Depuis 1995, l’isolement de la Birmanie a petit à petit diminué, l’université de Rangoun a été rouverte, et le niveau de vie s’est peut-être légèrement amélioré ; mais l’histoire de la Birmanie continue à se dérouler dans un quotidien fait de violences, d’actions illégales, d’abus de pouvoir, tant à l’encontre des dissidents, des minorités ethniques (Shan, We, Kajn) qui demandent leur autonomie, que de la majeure partie de la population, de manière générale. Les militaires sont de plus en plus en difficulté, tant à l’intérieur que sur le plan international. Entre-temps, ils poursuivent le trafic de drogue, à moins qu’ils ne parviennent à remplacer cette rente lucrative par une autre, tout aussi rentable. Mais laquelle ? Notre nation est quasiment transformée en gigantesque coffre-fort dont seule l’armée connaît la combinaison. Et ce ne sera pas facile de convaincre les généraux qu’ils doivent partager cette richesse avec les cinquante millions d’autres Birmans.

Dans cette situation, quelles sont vos conditions pour entamer un dialogue ?

Nous n’accepterons aucune initiative –y compris des élections organisées par les généraux- avant que ne soit réuni le Parlement élu en 1990. Mon pays reste dominé par la peur. Il n’y aura pas de paix véritable tant qu’il n’y aura pas un engagement véritable qui rende honneur à tous ceux qui se sont battus pour une Birmanie libre et indépendante ; même si la conscience reste aiguë qu’on ne pourra pas atteindre la paix et la réconciliation une fois pour toutes et qu’il faut donc une vigilance encore davantage accrue, encore plus de courage, et la capacité à développer en nous-mêmes une véritable résistance active et non-violente.

Que peut faire l’Union Européenne pour aider le peuple birman ?

Continuer à faire pression, parce que les généraux doivent savoir que le monde entier les regarde et qu’ils ne peuvent plus commettre impunément de nouvelles infamies.

*****

Le 13 novembre 2010, Aung San Suu Kyi a enfin été définitivement libérée.

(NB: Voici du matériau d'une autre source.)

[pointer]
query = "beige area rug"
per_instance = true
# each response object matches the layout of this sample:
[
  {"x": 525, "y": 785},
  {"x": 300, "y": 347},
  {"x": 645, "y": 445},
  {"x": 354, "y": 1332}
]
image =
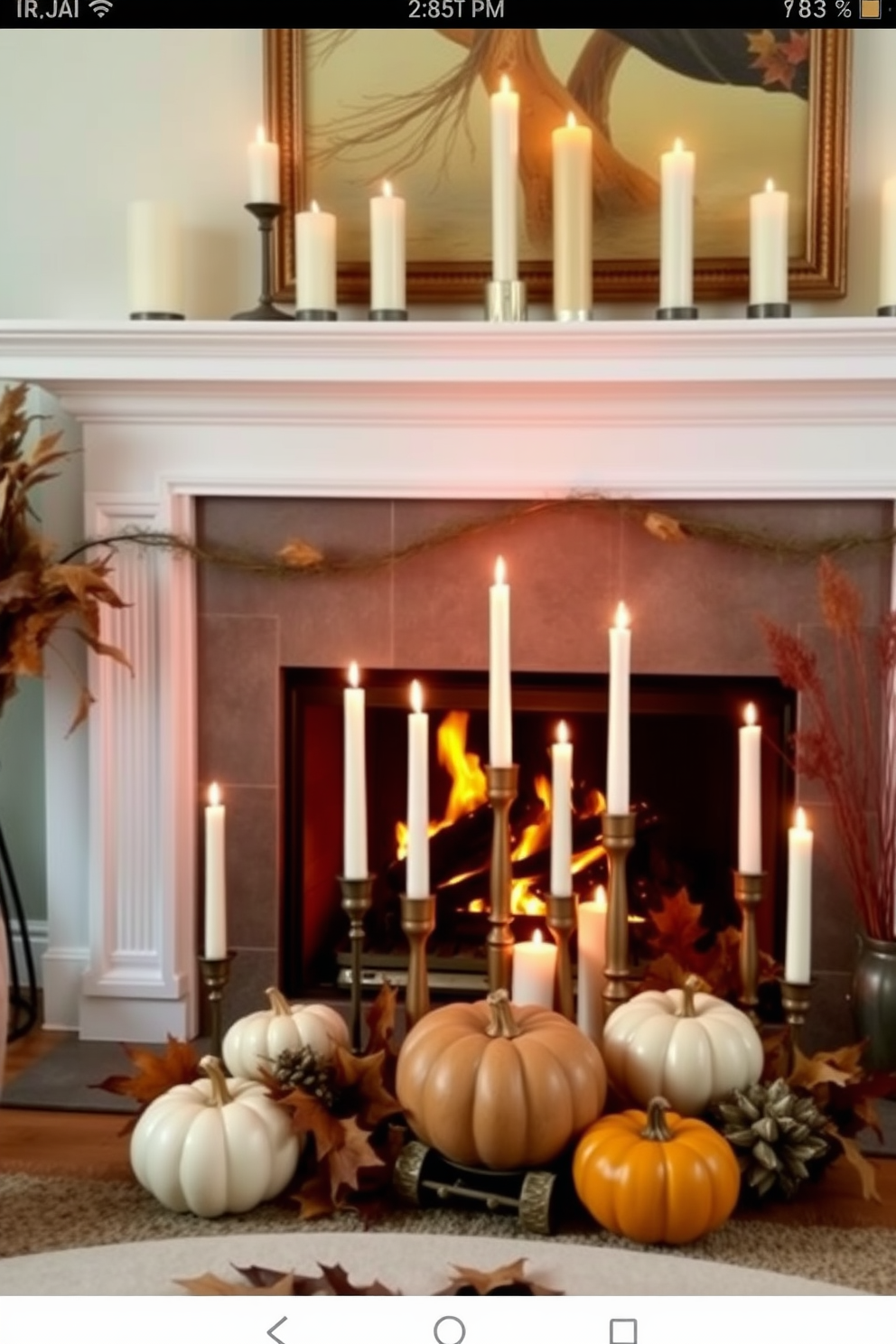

Elle a obtenu en 2012 un siège au Parlement birman, et le 16 juin de la même année, elle a pu retirer son prix Nobel. Comme le gouvernement lui a enfin accordé l’autorisation de se rendre à l’étranger, elle s’est rendue en Angleterre auprès de son fils qu’elle ne voyait plus depuis des années.

Le six avril 2016, elle est devenue Conseiller d’État (Premier ministre) du Myanmar.

La Birmanie, aujourd’hui le Myanmar, n’est pas encore un pays totalement libre, et son passé dictatorial pèse sur l’histoire comme sur le devenir de la nation. Mais quelque chose de plus qu’un espoir de liberté et de démocratie a fleuri au pays des Mille Pagodes.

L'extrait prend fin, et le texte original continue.